Due anni dopo la morte di Jayavarman i Khmer abbandonarono il Champa, mentre ai confini dell’impero diventavano frequenti le secessioni e si profilava la minaccia Thai. Alla base della grande prosperità del regno Khmer era senza dubbio l’applicazione sistematica e minuziosa dell’idraulica all’agricoltura. La città di Angkor, centro religioso, amministrativo e commerciale aveva quale funzione principale quella di presiedere all’irrigazione di tutto il territorio circostante: le risaie permanentemente inondate potevano offrire anche tre o quattro raccolti l’anno, mentre i canali e i fossati che circondavano i templi costituivano una eccellente rete di comunicazione.

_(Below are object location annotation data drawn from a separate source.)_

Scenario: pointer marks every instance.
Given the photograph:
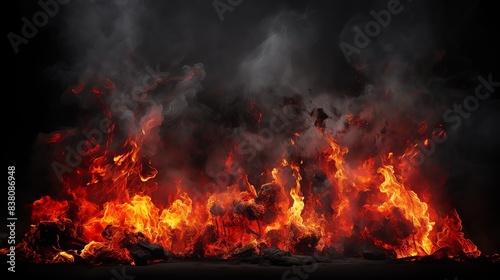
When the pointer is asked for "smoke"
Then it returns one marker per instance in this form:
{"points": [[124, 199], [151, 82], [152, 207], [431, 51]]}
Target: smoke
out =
{"points": [[200, 86]]}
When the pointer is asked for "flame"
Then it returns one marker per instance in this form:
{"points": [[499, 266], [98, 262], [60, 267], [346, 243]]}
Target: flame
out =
{"points": [[113, 201]]}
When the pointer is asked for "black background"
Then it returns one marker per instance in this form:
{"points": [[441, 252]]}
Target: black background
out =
{"points": [[467, 30]]}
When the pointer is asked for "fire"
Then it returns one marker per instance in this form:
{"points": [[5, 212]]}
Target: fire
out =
{"points": [[117, 203]]}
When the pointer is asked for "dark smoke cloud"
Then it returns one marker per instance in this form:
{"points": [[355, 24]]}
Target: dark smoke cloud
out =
{"points": [[267, 52]]}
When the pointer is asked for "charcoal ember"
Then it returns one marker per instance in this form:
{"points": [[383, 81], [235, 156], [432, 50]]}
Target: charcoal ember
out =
{"points": [[283, 258], [307, 245], [268, 197], [217, 210], [60, 235], [249, 209], [379, 254], [144, 253], [109, 231], [244, 252], [274, 254], [108, 257], [267, 194]]}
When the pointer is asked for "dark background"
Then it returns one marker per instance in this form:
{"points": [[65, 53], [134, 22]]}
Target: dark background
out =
{"points": [[465, 32]]}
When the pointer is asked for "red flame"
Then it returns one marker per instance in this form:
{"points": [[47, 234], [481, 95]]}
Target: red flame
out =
{"points": [[114, 199]]}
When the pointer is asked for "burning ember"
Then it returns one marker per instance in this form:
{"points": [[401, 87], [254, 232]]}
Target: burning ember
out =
{"points": [[152, 172], [115, 205]]}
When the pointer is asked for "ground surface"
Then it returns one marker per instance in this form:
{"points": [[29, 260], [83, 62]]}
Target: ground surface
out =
{"points": [[337, 269]]}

Un sistema così complesso e unitario di regolamentazione delle acque , pur nella apparente solidità, aveva al suo interno qualcosa di fragile in quanto un blocco in qualunque punto della sua grande e complessa macchina avrebbe generato conseguenze gravissime. Inoltre il sistema economico era minato dall’eccesso di spese dei re angkoriani per l’erezione di templi e il loro mantenimento.  Le famiglie brahmaniche fomentarono una rivolta Shivaita contro il diffondersi del buddhismo, ma il Theravada, la dottrina degli anziani, forma essenziale e più antica del buddhismo, finì per prevalere. Non si sa molto sugli ultimi sovrani Khmer della prima metà del XIV secolo, ma nel frattempo il grande Stato Thai di Sukhotai aveva occupato numerosi territori settentrionali e occidentali dell’impero Khmer. Nel 1430 un re Thai, Paramaraja II, espugnò Angkor. Da quel momento iniziarono l’abbandono e la decadenza, concluso il periodo dell’arte Khmer gli scultori tornarono al legno, mentre i regni Thai confinanti influenzarono tutta la produzione dei secoli posteriori. I Siamesi distrussero i bacini e le opere idrauliche con la conseguenza di rendere inabitabile la zona centrale dell’impero Khmer. Angkor fu inghiottita dalla giungla e, secondo una cronaca portoghese, intorno alla metà del XVI secolo, un re cambogiano, durante una partita di caccia, scoprì l’antica città, le cui rovine saranno descritte e studiate da una missione francese solo nella seconda metà del XIX secolo.